Responsible personalisation
The opportunity to engage customers in real time, at scale, with genuinely personalised content is real. So is the risk. Personalisation can miss, and when it does it damages the relationship it was meant to strengthen. Responsiveness at speed also means fewer manual checks in the process. Organisations need frameworks that let them move quickly while ensuring every interaction remains appropriate for the customer it reaches.
Degrees of autonomy
Agentic AI is powerful, but the question of what to automate and what to keep human is one our clients are actively working through. There is no single answer. The right model depends on the stakes of the decision, the maturity of the data and the level of brand risk involved. What we provide is a framework for making those choices deliberately, and for deploying the extraordinary creative and marketing talent our clients already have in the places where human judgement genuinely matters most.
Governance and risk
The organisations making real progress are not the ones that move fastest. They are the ones that move with confidence, because they have the governance frameworks, validated technology partnerships and engineering maturity to back it up. Clients are looking for partners who understand that operating responsibly in this environment is as important as operating effectively within it.

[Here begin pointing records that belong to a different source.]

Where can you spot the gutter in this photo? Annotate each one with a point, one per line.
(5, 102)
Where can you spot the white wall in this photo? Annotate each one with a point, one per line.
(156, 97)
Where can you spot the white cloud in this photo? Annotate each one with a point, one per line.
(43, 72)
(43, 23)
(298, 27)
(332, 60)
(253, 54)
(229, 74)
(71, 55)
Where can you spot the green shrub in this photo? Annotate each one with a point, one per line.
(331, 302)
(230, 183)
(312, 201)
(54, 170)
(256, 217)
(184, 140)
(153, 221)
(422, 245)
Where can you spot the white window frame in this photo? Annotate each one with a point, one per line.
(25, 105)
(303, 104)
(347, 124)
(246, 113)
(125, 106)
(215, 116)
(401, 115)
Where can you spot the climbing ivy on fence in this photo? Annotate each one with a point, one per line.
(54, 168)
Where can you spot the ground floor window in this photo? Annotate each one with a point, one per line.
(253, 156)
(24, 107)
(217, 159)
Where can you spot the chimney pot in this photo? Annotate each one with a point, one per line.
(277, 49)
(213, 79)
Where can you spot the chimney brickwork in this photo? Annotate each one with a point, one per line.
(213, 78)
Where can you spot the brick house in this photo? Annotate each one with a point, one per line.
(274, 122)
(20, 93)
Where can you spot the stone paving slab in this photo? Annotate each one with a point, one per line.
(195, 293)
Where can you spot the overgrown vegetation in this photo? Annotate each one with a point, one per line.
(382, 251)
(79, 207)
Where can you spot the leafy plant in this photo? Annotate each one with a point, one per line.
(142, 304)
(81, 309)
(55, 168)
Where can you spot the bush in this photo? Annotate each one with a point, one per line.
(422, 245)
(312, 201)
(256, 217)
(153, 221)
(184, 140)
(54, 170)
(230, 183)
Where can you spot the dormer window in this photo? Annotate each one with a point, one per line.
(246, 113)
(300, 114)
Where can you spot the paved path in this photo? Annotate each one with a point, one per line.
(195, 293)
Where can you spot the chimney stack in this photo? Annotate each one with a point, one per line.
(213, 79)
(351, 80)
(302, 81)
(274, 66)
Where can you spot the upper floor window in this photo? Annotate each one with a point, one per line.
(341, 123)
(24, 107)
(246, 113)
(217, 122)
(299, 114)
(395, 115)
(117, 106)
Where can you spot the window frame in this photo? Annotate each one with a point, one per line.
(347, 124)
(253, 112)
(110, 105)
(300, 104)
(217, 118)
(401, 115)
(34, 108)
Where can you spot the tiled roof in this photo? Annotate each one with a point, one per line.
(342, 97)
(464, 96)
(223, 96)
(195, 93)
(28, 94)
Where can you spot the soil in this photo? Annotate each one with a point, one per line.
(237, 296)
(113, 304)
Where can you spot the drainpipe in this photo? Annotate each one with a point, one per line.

From fragmentation to orchestration
The market is offering organisations more capability than they have ever had access to. What it is not offering them is coherence. Endless technology and point solutions risk compounding the fragmentation they were meant to solve. Our role is orchestration: helping clients bring intelligence, content, execution and measurement together into a connected system oriented around business outcomes and customer experience. The technology is a means, not the answer.
What do ‘always-on systems’ look like in practice, and how can they replace traditional operating models in marketing?
Always-on systems replace a model built around individual campaigns, projects and handovers with one where insight, content creation, execution and measurement are connected.
That is the idea behind Agency-as-Software. Customer and market intelligence feeds AI content generation engines, which in turn power campaign delivery and personalised customer engagement. Every interaction then generates new data that helps optimise future activity, creating a continuously learning system that improves over time.
In practice, marketing becomes an ongoing process of learning and optimisation. Insights inform content creation and delivery, performance data feeds into future decisions and activity can adapt continuously as customer behaviours, preferences and market conditions change.
The result is a marketing operation that is always active, always learning and able to adapt as new information becomes available, rather than waiting for the next planning cycle or campaign launch.
As AI takes on a bigger role in marketing, is there still value in human insight?
One of the biggest misconceptions about AI is that it reduces the importance of human expertise. In reality, it makes it even more important.
As execution becomes easier to automate, the things that differentiate successful organisations become harder to replicate. Understanding what matters to customers, identifying opportunities worth pursuing, defining a brand's position in the market and making informed decisions about where to invest all rely on judgement, experience and perspective.
That means strategic thinking, creative judgement and a deep understanding of customer behaviour become even more valuable. As more of the execution becomes automated, the value agencies provide increasingly comes from helping clients make informed decisions about where to focus, what opportunities to pursue and how to respond to change.